Amores que no matan (I)
Míralo. Es el chico más guapo de la reunión. De la boda. Y eso que la gente va tan compuesta, tan de fiesta, que resulta difícil destacar. Pero él ha destacado siempre. Por eso nunca me ha hecho ningún caso. Cuando yo era una niña de ocho o nueve años ya moceaba y todas las tías y las primas comentaban esa belleza única. Los ojos verdosos con un fondo de color miel, que los hacían más dulces e inexpertos. Las manos, grandes pero con la tibieza de quien sabe acariciar sin esperas. El cuerpo, ágil, gentil, alto, dispuesto. Un pelo echado hacia atrás pero no lacio, sino con ese suave ondulado que en esta tierra se agradece tanto. Y la risa, oh la risa. Una manera de fruncir los labios como si fuera a darte un beso. Es el chico más guapo de la reunión. Lo dicen todas. Y hoy viene especialmente atractivo. Con un traje que le sienta tan bien. Y esa camisa blanca que hace brillar sus ojos, y los gemelos, impolutos, y el pantalón que le queda perfecto como casi todo. Es tan hermoso que parece un dios, un artista de cine, un gladiador romano, un navegante de mares ardorosos. Por eso nunca se ha dignado fijarse en mí, una niña sin más, una niña rodeada de libros, que no podría competir nunca con las chicas despiertas, algunas con pamela en horario de tarde.

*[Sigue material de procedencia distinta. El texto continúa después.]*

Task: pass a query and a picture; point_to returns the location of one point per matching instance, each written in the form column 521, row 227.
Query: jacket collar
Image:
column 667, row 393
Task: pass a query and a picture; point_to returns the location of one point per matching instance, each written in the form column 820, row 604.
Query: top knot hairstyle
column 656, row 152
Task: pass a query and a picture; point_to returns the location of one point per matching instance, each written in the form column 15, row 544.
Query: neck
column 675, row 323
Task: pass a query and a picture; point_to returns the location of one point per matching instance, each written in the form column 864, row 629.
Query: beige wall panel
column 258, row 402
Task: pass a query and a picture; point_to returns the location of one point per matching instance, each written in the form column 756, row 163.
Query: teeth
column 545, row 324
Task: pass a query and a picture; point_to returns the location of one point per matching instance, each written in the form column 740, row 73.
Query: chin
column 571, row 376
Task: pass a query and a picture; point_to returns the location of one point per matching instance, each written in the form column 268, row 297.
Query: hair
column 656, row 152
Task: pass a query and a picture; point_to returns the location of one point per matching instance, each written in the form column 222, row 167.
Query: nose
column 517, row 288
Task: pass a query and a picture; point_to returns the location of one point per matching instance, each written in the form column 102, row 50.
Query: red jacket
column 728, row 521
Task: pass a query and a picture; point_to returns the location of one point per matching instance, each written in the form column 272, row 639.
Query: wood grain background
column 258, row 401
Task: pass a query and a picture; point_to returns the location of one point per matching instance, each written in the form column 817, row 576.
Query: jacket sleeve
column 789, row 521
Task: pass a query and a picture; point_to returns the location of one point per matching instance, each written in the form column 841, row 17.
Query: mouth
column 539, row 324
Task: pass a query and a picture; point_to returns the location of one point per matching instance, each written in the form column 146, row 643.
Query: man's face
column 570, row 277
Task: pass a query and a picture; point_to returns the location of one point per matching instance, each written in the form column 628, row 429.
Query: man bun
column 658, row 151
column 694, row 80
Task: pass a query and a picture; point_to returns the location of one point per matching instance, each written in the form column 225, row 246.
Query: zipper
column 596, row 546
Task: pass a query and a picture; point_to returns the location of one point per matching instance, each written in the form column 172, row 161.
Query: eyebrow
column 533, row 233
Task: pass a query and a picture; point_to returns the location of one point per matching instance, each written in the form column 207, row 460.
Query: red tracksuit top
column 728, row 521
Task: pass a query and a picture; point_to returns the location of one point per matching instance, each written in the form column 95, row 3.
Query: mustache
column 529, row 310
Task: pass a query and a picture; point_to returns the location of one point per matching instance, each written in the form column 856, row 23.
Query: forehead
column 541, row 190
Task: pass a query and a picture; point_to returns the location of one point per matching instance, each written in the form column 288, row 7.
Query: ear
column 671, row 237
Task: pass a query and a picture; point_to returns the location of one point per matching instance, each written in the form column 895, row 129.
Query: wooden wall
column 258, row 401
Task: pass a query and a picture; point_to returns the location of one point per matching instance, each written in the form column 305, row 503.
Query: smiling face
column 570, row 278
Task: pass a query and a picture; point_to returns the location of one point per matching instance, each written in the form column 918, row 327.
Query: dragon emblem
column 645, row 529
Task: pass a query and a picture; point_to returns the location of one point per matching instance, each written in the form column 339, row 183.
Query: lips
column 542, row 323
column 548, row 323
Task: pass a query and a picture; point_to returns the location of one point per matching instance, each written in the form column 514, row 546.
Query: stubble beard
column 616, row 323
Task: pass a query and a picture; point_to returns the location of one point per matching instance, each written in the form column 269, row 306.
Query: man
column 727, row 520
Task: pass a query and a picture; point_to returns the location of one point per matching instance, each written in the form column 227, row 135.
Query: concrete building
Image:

Pero hoy todo va a ser distinto. Lo presiento. Esos ojos se han detenido en mi. Dicen que el negro no es un color de bodas, pero yo he decidido venir de negro, la piel dorada por el sol, unos pendientes largos de cristal que se mueven en zigzag como una interrogación. Y un suave mantón de Manila color crema que cae sobre los hombros sin cubrirlos. Y esos zapatos de afilado tacón que consigue moverte así, de un lado a otro, moviendo el trasero como si recorrieras el malecón de La Habana. Todo va a ser distinto, lo presiento. Esos ojos verdosos con un fondo de miel se han parado en los míos. Me ha tomado una mano y, a punto de besarme castamente ha dicho una palabra, tan solo una palabra, una palabra única, una palabra entera, una palabra sola. Preciosa. Después ha seguido mirándome. Ha seguido buscándome los ojos. Ha seguido soñando con mi boca. Ha seguido inventando mi cintura. Ha seguido preguntando sin ninguna pregunta ¿dónde te habías metido? ¿Por qué tardaste tanto en llegar hasta mí?